Prime Minister Bainimarama said despite this Fiji is committed to promoting high levels ties between Fiji and Japan as Fiji and Japan have long enjoyed an excellent friendship. He invited the Japanese Prime Minister to visit Fiji later this year to enhance these political and economic ties.
Prime Minister Bainimarama said Fiji has recently engaged with the international community at an unprecedented level. He said the constitution consultation process towards the 2014 democratic election had started and the government remains focused on implementing the roadmap for democracy and sustainable socio-economic development.
He said the government has received the full support of most members of the United Nations for the roadmap.
“With the recent conclusion of the UN Needs Assessment Mission and the visit by the Forum Ministerial Contact Group, we expect to remain fully engaged with and receive the full support of all members of the international community on our way forward to democratic elections based on what is best for Fiji and its people,” the Prime Minister said.
THE AUSTRALIAN-FIJI DISCONNECT. Read about it in Graham Davis's Grubsheet
PETITION AGAINST PUBLIC ORDER (AMENDMENT) DECREE 2012. "We the undersigned hereby affirm that the Public Order (Amendment) Decree 2012 (POAD) must be removed immediately to effectively engage all stakeholders in a democratization process environment." NGOs that have signed so far are CCF, FWCC, FWRM, FEMLINK, Interfaith, ECREA National Council of Women,Soqosoqo Vakamarama, and the Methodist Church. It is a pity most are also decidedly anti-Bainimarama government. A more representative mix would have been more persuasive.

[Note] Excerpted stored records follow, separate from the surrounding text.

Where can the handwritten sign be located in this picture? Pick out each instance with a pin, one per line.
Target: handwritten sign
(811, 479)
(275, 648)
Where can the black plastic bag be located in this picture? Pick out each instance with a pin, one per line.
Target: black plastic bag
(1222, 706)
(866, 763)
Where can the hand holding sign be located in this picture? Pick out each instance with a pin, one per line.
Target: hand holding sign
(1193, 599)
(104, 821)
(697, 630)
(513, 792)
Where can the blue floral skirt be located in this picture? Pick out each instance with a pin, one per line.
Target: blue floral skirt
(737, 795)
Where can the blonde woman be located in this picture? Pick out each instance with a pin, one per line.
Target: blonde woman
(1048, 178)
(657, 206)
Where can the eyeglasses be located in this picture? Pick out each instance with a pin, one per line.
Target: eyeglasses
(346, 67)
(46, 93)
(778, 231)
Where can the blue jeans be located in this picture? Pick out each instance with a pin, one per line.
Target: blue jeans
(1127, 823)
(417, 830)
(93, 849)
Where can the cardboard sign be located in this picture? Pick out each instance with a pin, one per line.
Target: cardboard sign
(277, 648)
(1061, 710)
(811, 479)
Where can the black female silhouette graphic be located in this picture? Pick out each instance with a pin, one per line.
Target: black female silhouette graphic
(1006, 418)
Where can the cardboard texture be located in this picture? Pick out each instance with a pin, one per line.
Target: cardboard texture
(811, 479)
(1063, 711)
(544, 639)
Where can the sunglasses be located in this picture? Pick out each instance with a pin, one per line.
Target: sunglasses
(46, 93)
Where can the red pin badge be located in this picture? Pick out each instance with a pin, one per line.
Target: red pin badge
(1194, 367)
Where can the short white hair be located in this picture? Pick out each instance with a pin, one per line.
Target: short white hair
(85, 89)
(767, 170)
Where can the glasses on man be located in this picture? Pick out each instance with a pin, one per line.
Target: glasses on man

CCF, that is organizing the petition, may have taken its bridge-building role too far. Its non-specific reference to "a democratization process environment" (and not the constitution and electoral reform process) will attract anti-Bainimarama people but they could also use CCF and the petition as rallying points against constitutional and electoral reform. These organizations must be constructively engaged in the constitution dialogue, and not sit obstructively out on the side as Qasase, Chaudhry, the Methodist Church and some of them did during the NCBBF consultations that led to the People's Charter.
FIJITODAY. Readers will know I think FijiToday is the more fair anti-government blog, though it's probably more accurate to say it is the only one. It's style is to add a heading to an article already published, usually in the Fiji print media. In doing so, of course, it adds a twist to the story as these two recent headings show:
"Government a reluctant provider of aid for its own people." I don't know what was "reluctant". Some 18% of the total aid money (most was from Aust and NZ paid into the Red Cross) was paid into the PM's fund and this 18% was given out as food and other relief aid to families. Local people were the main contributors to the PM's fund. They do not have the resources of Aust and NZ. And there was no more in the fund. Government, of course, will pick up far larger bills to repair the infrastructure damage. And where will Aust and NZ be then?This is not a competition between aid givers but I think it a little deceptive of FijiToday to have given its post the heading it did.
The other heading read: "Fiji Police Force’s “professional assessment” was that it was unsafe for a gay march ……but we CAN control the 800,000 other citizens." The twist here is that the Police had a simple choice: ban the march because of security, or call in police (and military?) reinforcement to protect the marchers. They do not ask: protect from whom? Who might the attackers be? Or ask about the motivations and political affiliations of those who may have verbally or physically attacked the marchers. Tolerant as FijiToday and other anti-blog pretend to be, I suspect a fair number of those most likely to have attacked the marchers would have come from their own ranks.